Boehringer taps Adimab for antibody discovery project

Boehringer Ingelheim has enlisted the help of Adimab for a drug discovery project. The agreement tasks Adimab with turning its yeast-based antibody discovery platform against multiple targets picked out by Boehringer.

Adimab stands to pocket income related to two aspects of the work. Boehringer has made an upfront payment and committed to research fees and delivery milestones for the right to assess the use of antibody panels resulting from the collaboration in therapeutic products. And it will pay fees, clinical milestones and royalties if it takes up its option to license antibodies discovered by Adimab.  

The project is underpinned by the yeast-based discovery and optimization platform that has landed Adimab deals with a who’s who of drug developers, including Gilead, Merck, Novartis and Pfizer.
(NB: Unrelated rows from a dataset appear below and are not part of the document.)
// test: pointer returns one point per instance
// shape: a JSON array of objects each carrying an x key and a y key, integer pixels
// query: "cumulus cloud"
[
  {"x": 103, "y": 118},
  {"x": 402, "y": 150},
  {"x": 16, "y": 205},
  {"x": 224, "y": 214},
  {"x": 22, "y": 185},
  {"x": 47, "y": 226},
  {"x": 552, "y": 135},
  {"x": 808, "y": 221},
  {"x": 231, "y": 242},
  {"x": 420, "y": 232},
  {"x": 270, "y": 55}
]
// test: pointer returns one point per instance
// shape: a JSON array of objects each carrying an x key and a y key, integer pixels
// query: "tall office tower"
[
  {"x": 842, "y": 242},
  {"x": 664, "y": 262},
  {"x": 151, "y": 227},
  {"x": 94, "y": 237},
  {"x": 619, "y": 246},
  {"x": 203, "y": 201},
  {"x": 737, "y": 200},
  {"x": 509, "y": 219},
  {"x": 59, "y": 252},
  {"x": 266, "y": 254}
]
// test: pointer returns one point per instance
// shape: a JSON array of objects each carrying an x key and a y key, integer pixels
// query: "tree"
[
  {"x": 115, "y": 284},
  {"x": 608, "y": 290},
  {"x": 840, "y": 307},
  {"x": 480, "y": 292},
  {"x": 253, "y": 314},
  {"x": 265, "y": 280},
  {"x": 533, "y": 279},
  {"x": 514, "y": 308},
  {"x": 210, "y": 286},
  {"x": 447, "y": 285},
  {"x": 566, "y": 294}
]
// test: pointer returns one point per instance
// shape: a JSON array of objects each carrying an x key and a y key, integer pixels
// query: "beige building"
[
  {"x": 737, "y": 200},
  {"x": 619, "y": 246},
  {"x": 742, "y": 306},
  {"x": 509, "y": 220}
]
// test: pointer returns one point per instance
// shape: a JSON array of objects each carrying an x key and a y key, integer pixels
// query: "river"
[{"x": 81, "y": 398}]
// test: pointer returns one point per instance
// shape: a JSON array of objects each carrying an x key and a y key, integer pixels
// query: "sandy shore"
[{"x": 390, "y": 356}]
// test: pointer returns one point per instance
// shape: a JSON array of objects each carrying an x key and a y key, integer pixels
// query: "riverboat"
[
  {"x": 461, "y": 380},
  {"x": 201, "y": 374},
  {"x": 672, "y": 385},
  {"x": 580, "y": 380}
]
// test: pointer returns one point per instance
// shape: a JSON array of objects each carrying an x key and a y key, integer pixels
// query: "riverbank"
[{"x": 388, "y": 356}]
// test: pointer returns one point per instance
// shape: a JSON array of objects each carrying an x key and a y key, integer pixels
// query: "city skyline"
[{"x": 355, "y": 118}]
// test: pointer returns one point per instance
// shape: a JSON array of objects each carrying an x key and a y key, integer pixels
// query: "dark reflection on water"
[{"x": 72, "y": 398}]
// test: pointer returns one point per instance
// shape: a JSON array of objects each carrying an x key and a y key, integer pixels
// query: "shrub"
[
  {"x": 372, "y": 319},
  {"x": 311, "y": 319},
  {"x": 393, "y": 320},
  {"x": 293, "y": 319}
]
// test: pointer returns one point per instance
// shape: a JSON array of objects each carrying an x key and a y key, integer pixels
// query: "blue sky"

Adimab’s platform uses yeast engineered to present or secrete immunoglobulin G molecules. This approach is designed to cut the time it takes to generate antibodies against a target while realizing other benefits. 
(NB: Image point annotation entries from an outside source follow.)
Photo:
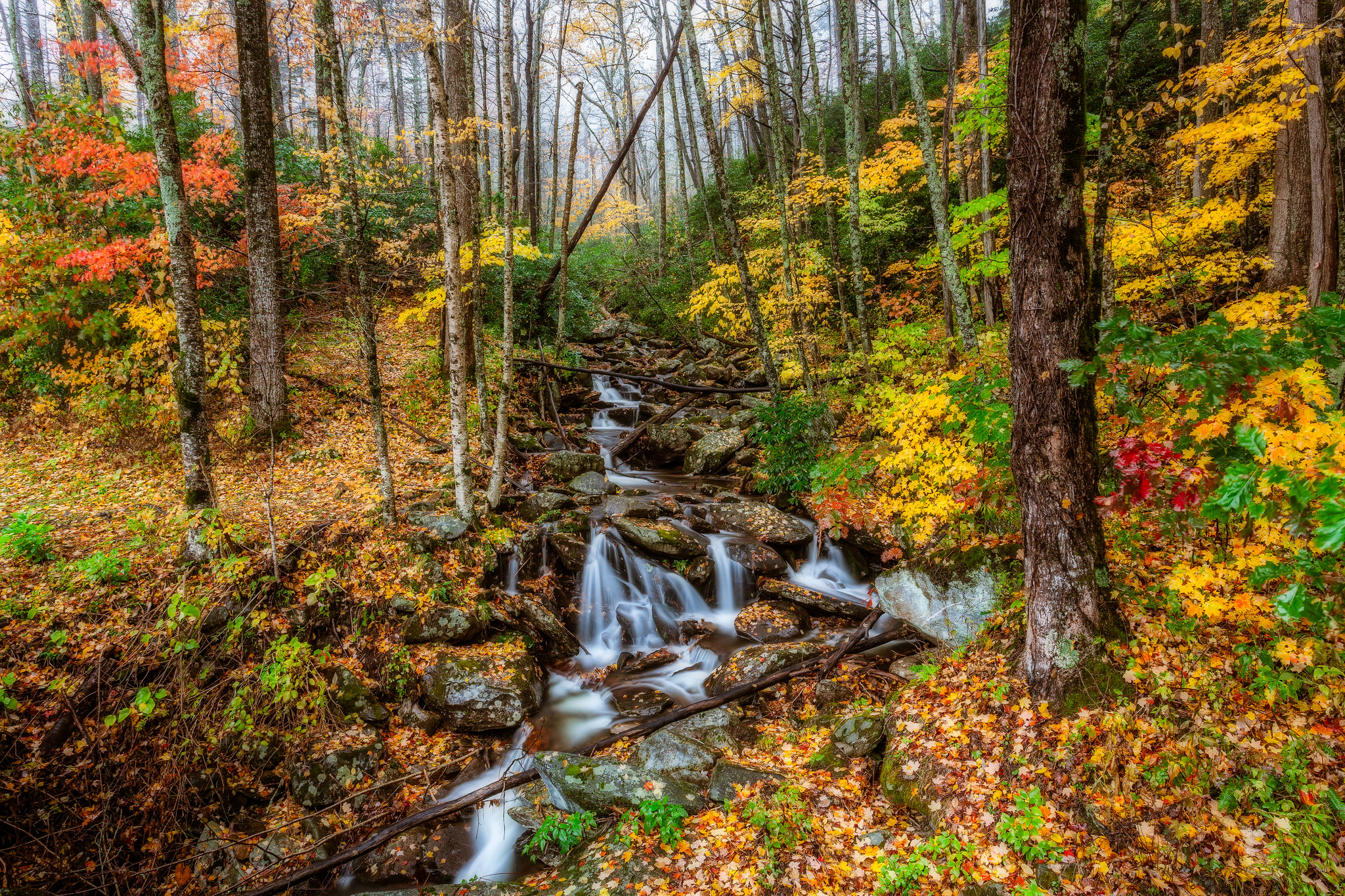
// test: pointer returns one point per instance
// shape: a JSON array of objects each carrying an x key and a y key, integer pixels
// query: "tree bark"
[
  {"x": 267, "y": 331},
  {"x": 1055, "y": 427},
  {"x": 190, "y": 372},
  {"x": 725, "y": 206},
  {"x": 938, "y": 199},
  {"x": 1304, "y": 242},
  {"x": 565, "y": 223},
  {"x": 496, "y": 482}
]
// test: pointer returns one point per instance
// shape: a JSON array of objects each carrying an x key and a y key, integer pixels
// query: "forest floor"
[{"x": 1183, "y": 779}]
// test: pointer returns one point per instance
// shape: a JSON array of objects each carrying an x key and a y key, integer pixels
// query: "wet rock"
[
  {"x": 444, "y": 624},
  {"x": 353, "y": 698},
  {"x": 753, "y": 662},
  {"x": 634, "y": 508},
  {"x": 483, "y": 689},
  {"x": 416, "y": 716},
  {"x": 676, "y": 756},
  {"x": 858, "y": 735},
  {"x": 327, "y": 774},
  {"x": 772, "y": 621},
  {"x": 648, "y": 661},
  {"x": 443, "y": 527},
  {"x": 564, "y": 467},
  {"x": 667, "y": 442},
  {"x": 571, "y": 548},
  {"x": 811, "y": 599},
  {"x": 525, "y": 441},
  {"x": 699, "y": 572},
  {"x": 592, "y": 484},
  {"x": 762, "y": 521},
  {"x": 583, "y": 782},
  {"x": 712, "y": 452},
  {"x": 948, "y": 610},
  {"x": 659, "y": 539},
  {"x": 642, "y": 704},
  {"x": 726, "y": 774},
  {"x": 758, "y": 558},
  {"x": 544, "y": 503}
]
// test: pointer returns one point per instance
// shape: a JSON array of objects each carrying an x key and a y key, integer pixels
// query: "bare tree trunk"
[
  {"x": 563, "y": 286},
  {"x": 267, "y": 331},
  {"x": 1304, "y": 244},
  {"x": 493, "y": 494},
  {"x": 449, "y": 102},
  {"x": 190, "y": 373},
  {"x": 852, "y": 85},
  {"x": 724, "y": 200},
  {"x": 1055, "y": 427},
  {"x": 938, "y": 200}
]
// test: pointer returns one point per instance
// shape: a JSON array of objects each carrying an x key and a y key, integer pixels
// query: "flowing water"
[{"x": 631, "y": 605}]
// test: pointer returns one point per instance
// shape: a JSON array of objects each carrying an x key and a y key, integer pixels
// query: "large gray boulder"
[
  {"x": 328, "y": 773},
  {"x": 444, "y": 624},
  {"x": 712, "y": 452},
  {"x": 539, "y": 505},
  {"x": 564, "y": 467},
  {"x": 658, "y": 538},
  {"x": 753, "y": 662},
  {"x": 811, "y": 599},
  {"x": 347, "y": 692},
  {"x": 581, "y": 782},
  {"x": 762, "y": 521},
  {"x": 950, "y": 610},
  {"x": 479, "y": 691}
]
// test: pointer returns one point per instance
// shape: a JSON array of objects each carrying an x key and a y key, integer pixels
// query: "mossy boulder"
[{"x": 483, "y": 688}]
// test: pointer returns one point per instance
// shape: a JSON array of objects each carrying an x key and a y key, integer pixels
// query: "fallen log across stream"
[
  {"x": 676, "y": 387},
  {"x": 902, "y": 637}
]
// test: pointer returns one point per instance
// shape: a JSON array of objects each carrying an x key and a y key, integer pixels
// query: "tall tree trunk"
[
  {"x": 852, "y": 88},
  {"x": 14, "y": 37},
  {"x": 190, "y": 373},
  {"x": 724, "y": 202},
  {"x": 358, "y": 258},
  {"x": 1304, "y": 244},
  {"x": 1116, "y": 27},
  {"x": 449, "y": 105},
  {"x": 1055, "y": 427},
  {"x": 938, "y": 200},
  {"x": 267, "y": 331},
  {"x": 496, "y": 484},
  {"x": 563, "y": 285}
]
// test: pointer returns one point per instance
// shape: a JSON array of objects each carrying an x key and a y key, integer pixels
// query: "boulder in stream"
[
  {"x": 816, "y": 601},
  {"x": 758, "y": 558},
  {"x": 712, "y": 452},
  {"x": 444, "y": 624},
  {"x": 948, "y": 608},
  {"x": 751, "y": 664},
  {"x": 772, "y": 621},
  {"x": 583, "y": 782},
  {"x": 483, "y": 688},
  {"x": 661, "y": 539},
  {"x": 564, "y": 467},
  {"x": 762, "y": 521}
]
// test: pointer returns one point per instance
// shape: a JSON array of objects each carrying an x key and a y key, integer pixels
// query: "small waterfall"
[{"x": 630, "y": 602}]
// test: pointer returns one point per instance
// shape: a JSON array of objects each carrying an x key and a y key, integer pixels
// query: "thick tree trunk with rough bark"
[
  {"x": 267, "y": 331},
  {"x": 938, "y": 199},
  {"x": 190, "y": 373},
  {"x": 1304, "y": 242},
  {"x": 1055, "y": 429},
  {"x": 722, "y": 199}
]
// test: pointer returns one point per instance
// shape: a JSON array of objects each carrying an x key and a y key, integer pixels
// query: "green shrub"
[{"x": 26, "y": 538}]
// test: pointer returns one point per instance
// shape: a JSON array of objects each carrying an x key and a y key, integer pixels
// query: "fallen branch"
[
  {"x": 676, "y": 387},
  {"x": 454, "y": 806},
  {"x": 658, "y": 418}
]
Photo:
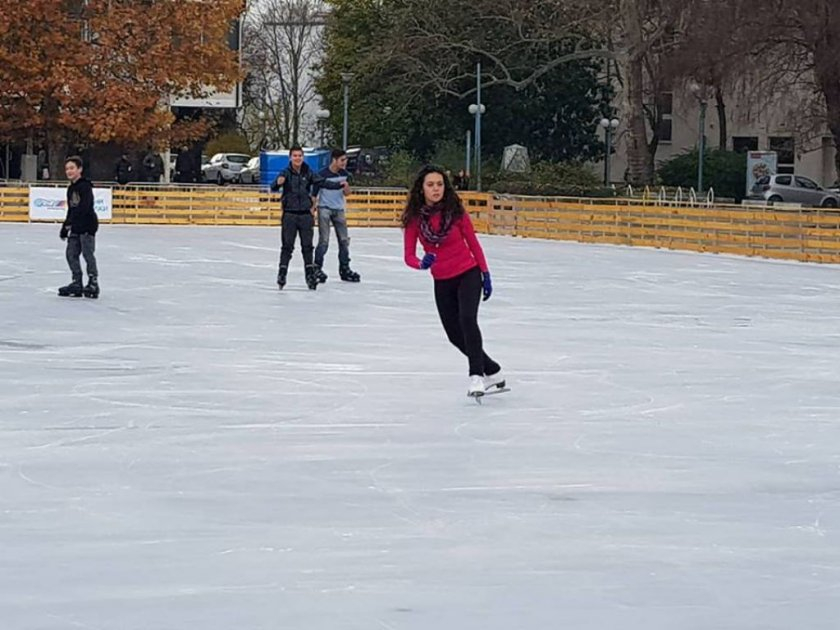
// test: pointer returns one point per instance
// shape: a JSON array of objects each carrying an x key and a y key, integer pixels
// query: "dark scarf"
[{"x": 426, "y": 229}]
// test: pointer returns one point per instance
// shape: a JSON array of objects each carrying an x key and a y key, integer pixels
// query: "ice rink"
[{"x": 198, "y": 451}]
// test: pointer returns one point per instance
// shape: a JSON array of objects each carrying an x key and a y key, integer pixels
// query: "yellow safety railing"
[{"x": 810, "y": 234}]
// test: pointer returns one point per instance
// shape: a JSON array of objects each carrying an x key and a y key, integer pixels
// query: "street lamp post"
[
  {"x": 346, "y": 77},
  {"x": 322, "y": 115},
  {"x": 609, "y": 125},
  {"x": 700, "y": 95},
  {"x": 477, "y": 109}
]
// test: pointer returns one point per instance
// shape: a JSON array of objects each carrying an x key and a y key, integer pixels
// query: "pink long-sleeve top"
[{"x": 460, "y": 251}]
News of the Boehringer deal gave Adimab a chance to talk up the benefits of its yeast-based approach over mice-based methods.  

“With increasing demands on selectivity, developability, affinity and epitopic diversity, mice are often not up to the task,” Adimab CEO Tillman Gerngross, Ph.D., said in a statement. “Not only are we able to overcome many of those limitations but our engineering capabilities allow us to optimize any lead to become a best-in-class differentiated molecule.”